Published September 30, 2022
Bucharest (Romania): Doreen Bogdan-Martin of the US delivers a speech after she was elected secretary general of the International Telecommunication Union on Thursday.—AFP
Bucharest (Romania): Doreen Bogdan-Martin of the US delivers a speech after she was elected secretary general of the International Telecommunication Union on Thursday.—AFP

GENEVA: Doreen Bogdan-Martin was elected on Thursday as the first woman to lead the UN’s telecom agency in its 157-year history, with the US contender beating a Russian rival to the post.

Bogdan-Martin will become the next secretary general of the International Telecommunication Union, which plays an important global role in setting the technical standards underlying mobile phones, television and the internet.

She claimed a landslide 139-25 victory over Russia’s former deputy telecoms minister Rashid Ismailov in an election among the ITU’s member states at a conference in Bucharest. “Today, we made history. After 157 years, we shattered the glass ceiling,” she said.

Bogdan-Martin has worked her way up through the ITU. She joined its development bureau — one of the ITU’s three main divisions — in 1993 and became its director in 2019, pushing digital transformation.

Contests for the top UN jobs are typically about the balance of power between regional blocs.

The vote to lead the UN’s Geneva-based information and communication technologies agency — which coordinates everything from radio frequencies to satellites and 5G — was unrelated to Russia’s invasion of Ukraine.
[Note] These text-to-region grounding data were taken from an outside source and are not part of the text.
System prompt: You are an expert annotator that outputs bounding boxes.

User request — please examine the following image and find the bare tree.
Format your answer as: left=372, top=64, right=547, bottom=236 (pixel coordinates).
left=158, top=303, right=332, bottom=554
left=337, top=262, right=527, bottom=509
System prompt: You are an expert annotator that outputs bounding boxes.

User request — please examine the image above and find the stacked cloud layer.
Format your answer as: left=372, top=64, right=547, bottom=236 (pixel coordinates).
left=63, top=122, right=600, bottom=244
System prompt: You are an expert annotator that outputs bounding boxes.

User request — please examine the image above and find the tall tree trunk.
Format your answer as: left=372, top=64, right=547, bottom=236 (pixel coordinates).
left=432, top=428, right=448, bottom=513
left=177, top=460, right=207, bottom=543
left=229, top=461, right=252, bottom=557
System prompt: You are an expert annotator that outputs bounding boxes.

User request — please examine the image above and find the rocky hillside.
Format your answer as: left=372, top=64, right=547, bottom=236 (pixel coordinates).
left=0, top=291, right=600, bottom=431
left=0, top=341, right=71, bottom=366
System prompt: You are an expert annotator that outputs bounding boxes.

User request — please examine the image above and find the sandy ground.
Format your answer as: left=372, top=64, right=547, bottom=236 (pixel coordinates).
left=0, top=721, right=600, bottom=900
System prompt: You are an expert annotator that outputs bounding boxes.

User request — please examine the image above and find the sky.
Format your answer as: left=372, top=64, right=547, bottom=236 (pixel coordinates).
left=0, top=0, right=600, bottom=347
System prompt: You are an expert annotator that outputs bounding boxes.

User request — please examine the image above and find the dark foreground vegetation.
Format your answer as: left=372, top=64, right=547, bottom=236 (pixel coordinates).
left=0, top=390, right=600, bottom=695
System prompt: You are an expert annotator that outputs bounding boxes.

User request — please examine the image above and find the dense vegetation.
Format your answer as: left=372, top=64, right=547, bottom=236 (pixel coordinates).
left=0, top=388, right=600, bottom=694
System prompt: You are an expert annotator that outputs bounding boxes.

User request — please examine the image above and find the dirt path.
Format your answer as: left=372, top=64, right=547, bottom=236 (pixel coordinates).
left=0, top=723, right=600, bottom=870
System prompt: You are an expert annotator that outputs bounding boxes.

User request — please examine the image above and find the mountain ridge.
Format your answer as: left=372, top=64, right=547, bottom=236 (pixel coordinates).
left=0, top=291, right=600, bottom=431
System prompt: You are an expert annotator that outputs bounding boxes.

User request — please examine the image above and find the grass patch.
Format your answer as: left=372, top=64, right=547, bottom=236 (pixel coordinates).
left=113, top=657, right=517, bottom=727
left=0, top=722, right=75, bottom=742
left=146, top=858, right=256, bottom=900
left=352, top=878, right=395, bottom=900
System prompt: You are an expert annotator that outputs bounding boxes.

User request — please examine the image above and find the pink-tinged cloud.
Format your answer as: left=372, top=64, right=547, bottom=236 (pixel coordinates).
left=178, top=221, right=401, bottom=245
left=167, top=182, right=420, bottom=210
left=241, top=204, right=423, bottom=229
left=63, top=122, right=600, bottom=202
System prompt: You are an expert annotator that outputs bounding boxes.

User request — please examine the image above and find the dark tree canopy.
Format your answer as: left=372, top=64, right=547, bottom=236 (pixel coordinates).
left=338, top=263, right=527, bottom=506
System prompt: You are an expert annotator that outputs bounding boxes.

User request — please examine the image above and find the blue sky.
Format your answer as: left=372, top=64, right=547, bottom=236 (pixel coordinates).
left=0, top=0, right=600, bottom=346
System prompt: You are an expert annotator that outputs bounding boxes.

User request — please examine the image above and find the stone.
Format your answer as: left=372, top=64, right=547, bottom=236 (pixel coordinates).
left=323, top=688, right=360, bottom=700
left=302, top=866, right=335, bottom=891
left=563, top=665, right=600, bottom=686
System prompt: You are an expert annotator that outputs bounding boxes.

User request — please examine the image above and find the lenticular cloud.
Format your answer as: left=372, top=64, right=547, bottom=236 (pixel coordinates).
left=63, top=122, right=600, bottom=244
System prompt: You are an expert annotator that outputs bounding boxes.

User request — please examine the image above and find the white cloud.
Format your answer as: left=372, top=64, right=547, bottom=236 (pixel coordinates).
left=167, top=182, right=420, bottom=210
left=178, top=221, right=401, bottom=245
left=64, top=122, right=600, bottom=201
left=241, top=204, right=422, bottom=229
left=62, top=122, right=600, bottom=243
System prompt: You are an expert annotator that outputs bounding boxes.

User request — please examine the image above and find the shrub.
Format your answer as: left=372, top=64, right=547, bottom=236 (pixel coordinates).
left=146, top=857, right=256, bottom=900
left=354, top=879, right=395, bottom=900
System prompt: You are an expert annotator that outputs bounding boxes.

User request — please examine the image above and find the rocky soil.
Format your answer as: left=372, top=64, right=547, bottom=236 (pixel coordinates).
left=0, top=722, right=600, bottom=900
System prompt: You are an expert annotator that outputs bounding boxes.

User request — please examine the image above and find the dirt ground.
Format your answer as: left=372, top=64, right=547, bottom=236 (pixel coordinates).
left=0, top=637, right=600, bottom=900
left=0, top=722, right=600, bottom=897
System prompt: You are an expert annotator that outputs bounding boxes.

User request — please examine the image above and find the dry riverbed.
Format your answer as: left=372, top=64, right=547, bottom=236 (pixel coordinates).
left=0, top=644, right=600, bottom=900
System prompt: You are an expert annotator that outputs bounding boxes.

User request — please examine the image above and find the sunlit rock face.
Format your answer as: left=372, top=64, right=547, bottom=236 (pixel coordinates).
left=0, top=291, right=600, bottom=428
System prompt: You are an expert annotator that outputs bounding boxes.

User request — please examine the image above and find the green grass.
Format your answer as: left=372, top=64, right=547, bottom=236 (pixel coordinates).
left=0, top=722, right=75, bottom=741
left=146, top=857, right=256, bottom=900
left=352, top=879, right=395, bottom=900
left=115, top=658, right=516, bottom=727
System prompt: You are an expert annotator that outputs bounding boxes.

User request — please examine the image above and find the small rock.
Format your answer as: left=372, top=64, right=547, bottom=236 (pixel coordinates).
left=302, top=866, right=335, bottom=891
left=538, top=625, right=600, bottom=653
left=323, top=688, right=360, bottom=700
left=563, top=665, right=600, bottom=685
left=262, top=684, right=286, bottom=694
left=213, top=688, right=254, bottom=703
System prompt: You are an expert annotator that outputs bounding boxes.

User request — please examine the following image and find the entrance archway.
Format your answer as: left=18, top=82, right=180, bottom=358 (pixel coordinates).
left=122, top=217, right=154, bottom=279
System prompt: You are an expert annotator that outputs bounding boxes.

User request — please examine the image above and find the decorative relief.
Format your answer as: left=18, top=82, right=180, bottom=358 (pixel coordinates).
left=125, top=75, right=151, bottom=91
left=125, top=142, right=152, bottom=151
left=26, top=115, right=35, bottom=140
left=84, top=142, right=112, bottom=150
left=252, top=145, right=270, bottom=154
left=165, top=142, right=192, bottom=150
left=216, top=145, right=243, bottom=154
However, the election was being seen as a test of Russia’s standing in the United Nations as the war in Ukraine grinds on.

Moscow’s reliable friends in UN circles have dwindled due to the war, though ITU member states had nonetheless blocked a bid to stop Russian candidates from running.

Bogdan-Martin’s pitch was about getting more of the world connected to the internet and pushing forward high-speed access.

“The world is facing significant challenges: escalating conflicts, a climate crisis, food security, gender inequalities, and 2.7 billion people with no access to the internet,” she said.